A key is a reference to music written in one of
twenty-four diatonic scales. There are twelve major scales and twelve minor scales. The
key signature indicates which of these major or minor scales the music is written. The
final cadence determines whether the key is major or minor. Key signatures are marked over
again at the beginning of each new staff system.
The key signature affects the pitch for the entire piece unless it is canceled and replaced with
another key signature. If a key signature is changed, the new signature appear on the
right side of the bar line. It is common to use naturals in order
to cancel all the sharps or flats from
the previous key signature before replacing it with the new key signature.
A sharp sign will have
the pitch of a note raised a half step for the entire piece. It
may be lowered at anytime with the use of a natural sign. Likewise, the flat sign will have the pitch of a note
lowered a half step for the entire piece. It may be raise at anytime with the use of a
natural sign. The natural sign lasts only for the duration of the measure.

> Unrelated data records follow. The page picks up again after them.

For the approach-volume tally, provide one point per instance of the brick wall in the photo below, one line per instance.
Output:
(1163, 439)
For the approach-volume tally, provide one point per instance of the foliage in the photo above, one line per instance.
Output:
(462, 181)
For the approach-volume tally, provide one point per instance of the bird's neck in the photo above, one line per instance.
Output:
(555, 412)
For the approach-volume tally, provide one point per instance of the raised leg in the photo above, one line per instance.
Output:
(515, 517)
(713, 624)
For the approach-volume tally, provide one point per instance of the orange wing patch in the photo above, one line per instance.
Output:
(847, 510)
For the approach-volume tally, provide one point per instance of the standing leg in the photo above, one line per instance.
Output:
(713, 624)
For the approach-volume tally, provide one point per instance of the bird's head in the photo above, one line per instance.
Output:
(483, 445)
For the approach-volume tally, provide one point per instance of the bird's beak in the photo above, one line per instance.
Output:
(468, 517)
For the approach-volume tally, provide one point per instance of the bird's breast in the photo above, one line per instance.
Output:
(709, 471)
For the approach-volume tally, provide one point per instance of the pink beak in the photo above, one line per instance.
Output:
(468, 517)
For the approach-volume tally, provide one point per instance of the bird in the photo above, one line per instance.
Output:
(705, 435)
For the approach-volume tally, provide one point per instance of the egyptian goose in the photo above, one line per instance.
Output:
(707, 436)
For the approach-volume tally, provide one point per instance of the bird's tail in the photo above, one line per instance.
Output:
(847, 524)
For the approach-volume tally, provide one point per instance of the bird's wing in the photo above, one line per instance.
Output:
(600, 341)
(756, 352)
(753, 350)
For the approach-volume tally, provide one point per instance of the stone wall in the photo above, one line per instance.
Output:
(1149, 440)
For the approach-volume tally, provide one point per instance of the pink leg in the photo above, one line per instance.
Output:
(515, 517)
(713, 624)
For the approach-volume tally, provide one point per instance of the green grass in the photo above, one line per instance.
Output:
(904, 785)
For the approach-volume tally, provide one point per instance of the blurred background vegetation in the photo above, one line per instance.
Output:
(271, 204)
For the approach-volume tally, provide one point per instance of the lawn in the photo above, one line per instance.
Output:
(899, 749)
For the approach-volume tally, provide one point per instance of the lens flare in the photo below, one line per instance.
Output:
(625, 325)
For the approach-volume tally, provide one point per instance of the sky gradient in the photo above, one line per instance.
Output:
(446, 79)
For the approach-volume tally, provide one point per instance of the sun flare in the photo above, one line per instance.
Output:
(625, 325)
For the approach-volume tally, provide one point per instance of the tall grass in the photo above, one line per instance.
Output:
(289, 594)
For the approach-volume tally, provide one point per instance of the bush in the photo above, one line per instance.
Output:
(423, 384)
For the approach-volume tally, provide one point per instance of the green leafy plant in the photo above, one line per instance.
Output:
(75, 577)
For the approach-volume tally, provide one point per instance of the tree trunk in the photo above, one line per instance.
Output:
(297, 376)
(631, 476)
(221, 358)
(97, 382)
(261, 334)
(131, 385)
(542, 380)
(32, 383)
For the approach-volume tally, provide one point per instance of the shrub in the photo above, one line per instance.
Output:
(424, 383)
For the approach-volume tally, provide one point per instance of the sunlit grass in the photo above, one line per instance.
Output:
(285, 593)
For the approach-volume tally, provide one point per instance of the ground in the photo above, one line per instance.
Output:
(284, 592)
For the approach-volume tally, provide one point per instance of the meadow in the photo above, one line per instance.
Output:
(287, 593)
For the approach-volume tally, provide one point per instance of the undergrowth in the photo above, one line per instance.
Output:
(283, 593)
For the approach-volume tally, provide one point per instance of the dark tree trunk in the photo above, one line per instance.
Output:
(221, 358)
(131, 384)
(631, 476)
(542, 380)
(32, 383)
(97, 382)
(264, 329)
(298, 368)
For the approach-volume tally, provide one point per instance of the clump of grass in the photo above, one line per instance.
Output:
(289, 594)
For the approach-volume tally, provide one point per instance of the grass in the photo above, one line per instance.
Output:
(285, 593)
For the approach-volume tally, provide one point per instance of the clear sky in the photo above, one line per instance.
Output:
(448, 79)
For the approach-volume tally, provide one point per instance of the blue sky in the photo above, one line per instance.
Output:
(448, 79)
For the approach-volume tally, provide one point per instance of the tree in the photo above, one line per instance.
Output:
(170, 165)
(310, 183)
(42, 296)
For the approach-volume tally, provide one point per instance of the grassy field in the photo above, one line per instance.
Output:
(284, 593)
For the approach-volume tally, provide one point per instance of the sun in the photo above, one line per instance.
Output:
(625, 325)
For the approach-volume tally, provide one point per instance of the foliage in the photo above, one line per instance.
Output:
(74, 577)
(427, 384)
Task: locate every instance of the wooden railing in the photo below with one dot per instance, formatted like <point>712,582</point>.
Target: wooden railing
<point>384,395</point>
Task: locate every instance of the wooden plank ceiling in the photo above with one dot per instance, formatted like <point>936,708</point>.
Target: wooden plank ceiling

In the ninth century, music was written in one of two keys; the key of C and the key of F. The key was determined by a clef symbol; the C clef and the F clef. A flat sign is normally placed at the beginning of each staff to indicate that the pitch B is lowered a half step for the entire piece. Accidentals, with the rare exceptions, were not used until the fourteenth century. After the mid fifteenth century, tuning systems have changed to accommodate composers willing to explore other keys. Various diatonic scales have been more accessible and marked with a key signature. After equal temperament had been developed in the sixteenth century, all keys were accessible to composers with greater ease.